Millions of fine Microsoft in patent case swept off the table
Microsoft does not have to pay $388 million in damages for patent infringement. A judge ruled that the jury had been mistaken when it awarded the large amount to the patent owner in April of this year.
In October 2003, the Singaporean company Uniloc filed a lawsuit against Microsoft, alleging that the activation method of Windows XP and Office XP infringed a Uniloc patent. According to Microsoft, the activation of XP differed from the method described in the patent, so that there was no infringement. Microsoft also believed that the patent was invalid, because the technique described was very obvious.
However, the jury was convinced by Uniloc’s arguments and ruled that there was indeed a patent infringement. Uniloc’s lawyers showed the jury a graph showing that Windows XP and some versions of Word together generated $19.1 billion in sales. Uniloc demanded 2.9 percent of this total, or $ 564 million. The jury ultimately awarded $388 million.

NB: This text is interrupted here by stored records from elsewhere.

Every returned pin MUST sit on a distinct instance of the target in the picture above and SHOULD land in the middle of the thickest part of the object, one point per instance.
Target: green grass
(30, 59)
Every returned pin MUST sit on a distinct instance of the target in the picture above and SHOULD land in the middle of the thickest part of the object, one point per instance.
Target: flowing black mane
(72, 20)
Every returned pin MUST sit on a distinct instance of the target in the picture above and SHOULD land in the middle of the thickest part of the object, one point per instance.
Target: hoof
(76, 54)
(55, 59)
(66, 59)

Microsoft appealed this ruling, and on Tuesday Judge William Smith ruled that the jury had misunderstood the case and reached a verdict without a sufficient legal basis. He therefore brushed aside the compensation. Even if an appeals court ruled that the jury’s decision was correct, there will have to be a new trial, because Uniloc should never have shown the amount of 19.1 billion to the jury, the judge said. Uniloc had not yet commented on the verdict, so reports Bloomberg.